Clause brought up, and read a first time.

Motion made, and Question proposed, "That the Clause be read a second time."

MR. ARTHUR ARNOLD

said, this clause was entirely in harmony with the principle of the Bill, which made very little progress indeed. He hoped the time would come when the creditors of the proprietor of an estate would be able to get possession of the estate, and that before long they would have an Encumbered Estates Court throughout all Great Britain. That was the real remedy for the state of things, and this clause afforded a very small palliative.
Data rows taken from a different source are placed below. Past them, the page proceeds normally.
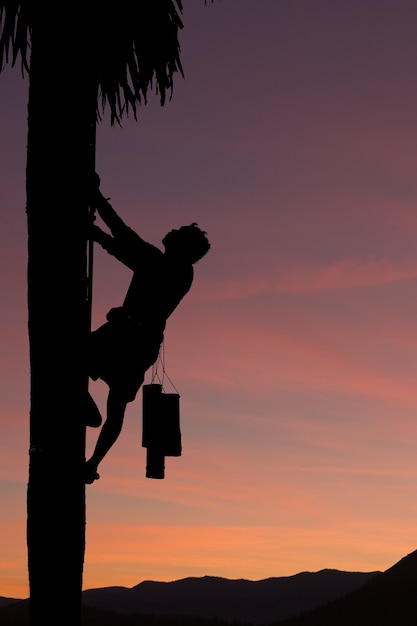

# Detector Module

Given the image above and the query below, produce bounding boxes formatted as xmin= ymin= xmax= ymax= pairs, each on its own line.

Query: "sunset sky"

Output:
xmin=2 ymin=0 xmax=417 ymax=600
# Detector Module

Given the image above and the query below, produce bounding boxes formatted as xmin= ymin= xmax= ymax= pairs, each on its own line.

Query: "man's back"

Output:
xmin=123 ymin=254 xmax=194 ymax=330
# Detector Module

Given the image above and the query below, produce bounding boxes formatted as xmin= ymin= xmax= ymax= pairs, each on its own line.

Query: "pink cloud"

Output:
xmin=199 ymin=258 xmax=417 ymax=300
xmin=164 ymin=309 xmax=417 ymax=415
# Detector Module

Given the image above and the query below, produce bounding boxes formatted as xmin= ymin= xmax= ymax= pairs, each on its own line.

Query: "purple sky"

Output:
xmin=2 ymin=0 xmax=417 ymax=598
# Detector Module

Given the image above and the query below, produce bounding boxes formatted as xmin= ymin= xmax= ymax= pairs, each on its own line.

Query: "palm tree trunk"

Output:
xmin=26 ymin=8 xmax=97 ymax=625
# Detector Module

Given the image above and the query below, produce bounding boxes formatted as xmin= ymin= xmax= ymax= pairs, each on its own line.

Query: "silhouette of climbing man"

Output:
xmin=84 ymin=177 xmax=210 ymax=484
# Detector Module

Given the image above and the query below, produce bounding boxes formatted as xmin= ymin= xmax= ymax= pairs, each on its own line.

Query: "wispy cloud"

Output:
xmin=82 ymin=523 xmax=416 ymax=591
xmin=200 ymin=259 xmax=417 ymax=300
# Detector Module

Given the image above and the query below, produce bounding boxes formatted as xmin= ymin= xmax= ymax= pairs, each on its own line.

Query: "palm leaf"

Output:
xmin=0 ymin=0 xmax=217 ymax=124
xmin=0 ymin=0 xmax=31 ymax=73
xmin=94 ymin=0 xmax=185 ymax=123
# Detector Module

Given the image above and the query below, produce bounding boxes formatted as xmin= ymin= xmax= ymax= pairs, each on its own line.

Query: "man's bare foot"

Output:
xmin=84 ymin=460 xmax=100 ymax=484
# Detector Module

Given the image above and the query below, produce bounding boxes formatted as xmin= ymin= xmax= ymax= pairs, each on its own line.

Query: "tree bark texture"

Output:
xmin=26 ymin=7 xmax=97 ymax=625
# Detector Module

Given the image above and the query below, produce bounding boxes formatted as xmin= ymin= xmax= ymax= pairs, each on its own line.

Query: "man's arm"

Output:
xmin=91 ymin=225 xmax=115 ymax=251
xmin=92 ymin=189 xmax=126 ymax=236
xmin=90 ymin=176 xmax=160 ymax=269
xmin=91 ymin=219 xmax=157 ymax=271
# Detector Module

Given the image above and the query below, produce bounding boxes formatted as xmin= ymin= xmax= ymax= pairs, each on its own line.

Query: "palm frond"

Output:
xmin=95 ymin=0 xmax=185 ymax=124
xmin=0 ymin=1 xmax=211 ymax=125
xmin=0 ymin=0 xmax=31 ymax=74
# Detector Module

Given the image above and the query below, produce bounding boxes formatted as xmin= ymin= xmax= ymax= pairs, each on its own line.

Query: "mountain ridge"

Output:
xmin=0 ymin=569 xmax=379 ymax=624
xmin=82 ymin=569 xmax=380 ymax=624
xmin=4 ymin=551 xmax=417 ymax=626
xmin=272 ymin=548 xmax=417 ymax=625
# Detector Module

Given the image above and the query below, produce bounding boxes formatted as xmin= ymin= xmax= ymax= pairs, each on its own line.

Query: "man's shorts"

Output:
xmin=89 ymin=315 xmax=163 ymax=403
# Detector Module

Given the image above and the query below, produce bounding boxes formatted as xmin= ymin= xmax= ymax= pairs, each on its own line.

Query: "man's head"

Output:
xmin=163 ymin=223 xmax=210 ymax=264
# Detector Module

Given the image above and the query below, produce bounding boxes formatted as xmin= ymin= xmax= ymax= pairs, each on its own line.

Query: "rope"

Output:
xmin=151 ymin=341 xmax=180 ymax=395
xmin=86 ymin=90 xmax=98 ymax=333
xmin=86 ymin=204 xmax=95 ymax=331
xmin=86 ymin=95 xmax=97 ymax=398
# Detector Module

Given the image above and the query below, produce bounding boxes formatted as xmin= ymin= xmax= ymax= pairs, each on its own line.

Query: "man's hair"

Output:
xmin=177 ymin=223 xmax=211 ymax=263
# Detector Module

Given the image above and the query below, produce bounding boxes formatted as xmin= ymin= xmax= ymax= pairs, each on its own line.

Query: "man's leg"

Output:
xmin=85 ymin=392 xmax=103 ymax=428
xmin=85 ymin=388 xmax=128 ymax=483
THE LORD ADVOCATE (Mr. J. B. BALFOUR)

said, he did not know that it would have been necessary for him to have said anything upon this clause, had it not been that upon the question here raised, which the Government regarded as a very important question, a different view was taken in "another place." They had a very strong view, to the effect that a clause such as this should he introduced, giving to creditors of a person—at all events, in debts contracted after the passing of the Act—a right to reach his estate. The Government thought that where an heir of entail had that which would be under this Bill an asset available for the payment of his debts, he should make that asset so available, and that, if he did not do so, the law should step in to the relief of the creditors and compel him. As the clause was originally introduced, it applied to debts contracted prior as well as subsequent to the passing of the Act. But it had been pointed out that persons who entered into contracts with heirs of entail prior to the passing of this Act could not have relied to any extent upon the fund of credit which was raised by this Act; and he was very much afraid that the creditors of many heirs of entail in possession who had, prior to this time, contracted debts, had been paid in other forms, in the shape of large interest and the like, a very ample equivalent for the bad security which they had. It might be said with considerable force that if they made the clause apply to creditors in existing debts, they were inequitably increasing the security of persons who entered into usurious contracts, and it would be a fair settlement to pass the clause as the Government proposed it. He might say that there was another difficulty in the clause as it originally stood. It was pointed out that there were not very definite provisions made as to the manner in which the creditor could have his rights of access, and in which the rights of other heirs or persons interested in the estate should be provided for. They had endeavoured in this clause to meet these difficulties, and they had, in terms a good deal more detailed and ample than the terms of the original clause, given what would be a good working machinery. He must press this clause on the Committee, and he hoped they would accept it.

MR. RAMSAY

concurred in all that had been stated by the right hon. and learned Gentleman as to the necessity of passing this clause. He felt that the Bill in its present form was but a composition of what they might look for in the early future. The right hon. and learned Gentleman had referred to the views held "elsewhere" about this measure. He (Mr. Ramsay) thought that, in the interests of the community, land should be entirely free to be disposed of by the person in possession, like any other form of property. Instead of securing land against interference by creditors, as it had hitherto been, it was the interest of the State that it should be as free from trammels as any other property. He hoped that the learned Lord Advocate would, at an early date, be able to secure the perfect freedom of all Scotland from the trammels of any settlement or entail whatever.

Motion agreed to.

Clause agreed to, and added to the Bill.

Schedule agreed to

House resumed.

Bill reported; as amended, to be considered upon Monday next.